About Support for Full width Characters in FTXUI

ArthurSonzogni / FTXUI

:computer: C++ Functional Terminal User Interface. :heart:

MIT License

6.69k stars 401 forks source link

About Support for Full width Characters in FTXUI #865

Open hcwanz opened 3 months ago

hcwanz commented 3 months ago

I noticed that there are functions in FTXUI that support wchar, such as wstring_width, but I haven't found any applications for these functions. When I tried to print "测试" in examples/dom/border.cpp, only a bunch of messy codes were printed. So I would like to ask what kind of support FTXUI has for full-width characters:

It has been supported, but my usage is incorrect?
Will it be supported in the future?
Or do users need to make some modifications to FTXUI themselves?

ArthurSonzogni commented 3 months ago

Hello!

Full width characters are supporters.

What terminal are you using? Maybe your terminal doesn't support rendering them?

See my test on examples/dom/border.cpp

You can try the example examples/component/input.cpp demo on your terminal and input some full width characters.

hcwanz commented 3 months ago

It seems like it's really my problem here

ArthurSonzogni commented 3 months ago

Maybe ;-) What OS and terminal are you using?

hcwanz commented 3 months ago

windows &&windows terminal When using _getch normally, you can input display full width characters. But in input.cpp, when entering, only garbled characters will be displayed.

hcwanz commented 3 months ago

Not all of them will output messy codes. "当饭森" will only display "森"; "埏埴" can be displayed normally, and even some subsequent characters can be displayed normally, but the “，当” cannot be displayed. The "测试" will display garbled text

hcwanz commented 3 months ago

When I output them individually using string, they can be output normally

hcwanz commented 3 months ago

Maybe ;-) What OS and terminal are you using?

It seems that the text determination in EatCodePoint is not correct in my environment. As shown in the figure below, '，' in string is '1010 0011 1010 1100', which is indeed 2 bytes, but it is different from the judgment in the function. May I ask why this is the case.

ArthurSonzogni commented 3 months ago

In UTF8, we considers ", " to be two 1-byte characters:

00101100 => ','
00100000 => ' '

Not all of them will output messy codes. "当饭森" will only display "森"; 森 "埏埴" can be displayed normally, and even some subsequent characters can be displayed normally, but the “，当” cannot be displayed.

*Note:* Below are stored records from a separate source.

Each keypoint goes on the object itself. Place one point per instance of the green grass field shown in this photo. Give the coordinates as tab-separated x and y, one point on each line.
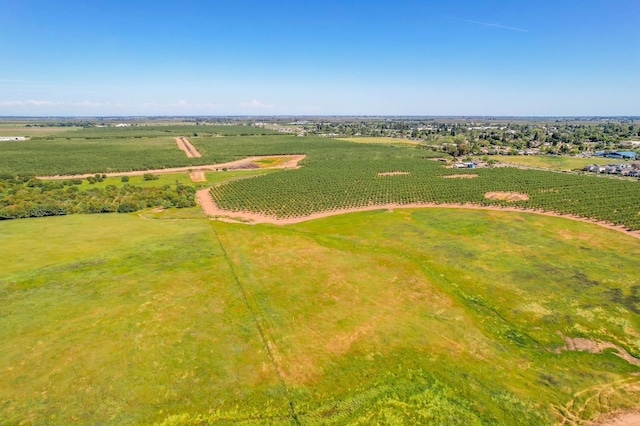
551	162
412	316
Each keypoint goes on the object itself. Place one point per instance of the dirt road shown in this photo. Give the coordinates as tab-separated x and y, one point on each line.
249	217
243	164
188	148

I checked locally on Linux:

It was working correctly.

I guess I should try on Microsoft Windows terminal. Thanks for your useful input!

hcwanz commented 3 months ago

... I know there's an error. Chinese characters should occupy 3 bytes in utf8, and the default encoding for window is gbk. When Chinese characters occupy two bytes, it indicates that they are not in utf8 format.